范迁嘶哑的声音犹如条条毒蛇爬过,令人不寒而栗,缩在大堂角落里的酒客们起了浑身的鸡皮疙瘩。
“范仙长聪慧过人,有理有据,奴家真是怕了你了。”莫晚侧身为下楼的花长舟让开位置,嫣然一笑。
他又轻轻摇起了左手团扇。
“第一,人死在琼香楼外面,又不是楼里,奴家与他无冤无仇——至于那可怕的魔气从哪里来,奴家不知道;第二,你说失踪的女子们生前曾都来楼里‘吃饭’,那奴家反倒要问问你了……”

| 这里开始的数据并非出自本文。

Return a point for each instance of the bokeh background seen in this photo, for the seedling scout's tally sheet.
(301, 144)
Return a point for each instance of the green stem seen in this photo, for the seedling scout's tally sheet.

“——有没有可能是那凶手蓄意栽赃,专门挑来琼香楼的女性客人下手呢?”
范迁嗤笑道:“那又如何?”
莫晚面上笑容不变,细细打量着再度挡在他身前花长舟的背影,摇着团扇的素手略作停顿,而嘴角翘起的那一抹弧度,透露着几分胸有成竹的意味。
事到如今,他不怕范迁在琼香楼里发疯。
“不如何,”莫晚顿了顿,朝着范迁一扬下巴,“奴家只是在笑你蠢罢了。”
这话一出,范迁当即握紧了手中剑鞘,怒道:“你一个……!”
你一个小小的酒楼老板娘,竟然敢顶撞我?!
他身后的锦涯宗弟子们皱起眉头,目光如同淬毒的刀子,齐刷刷飞向莫晚,恨不得将这侮辱范迁的人吞吃入腹。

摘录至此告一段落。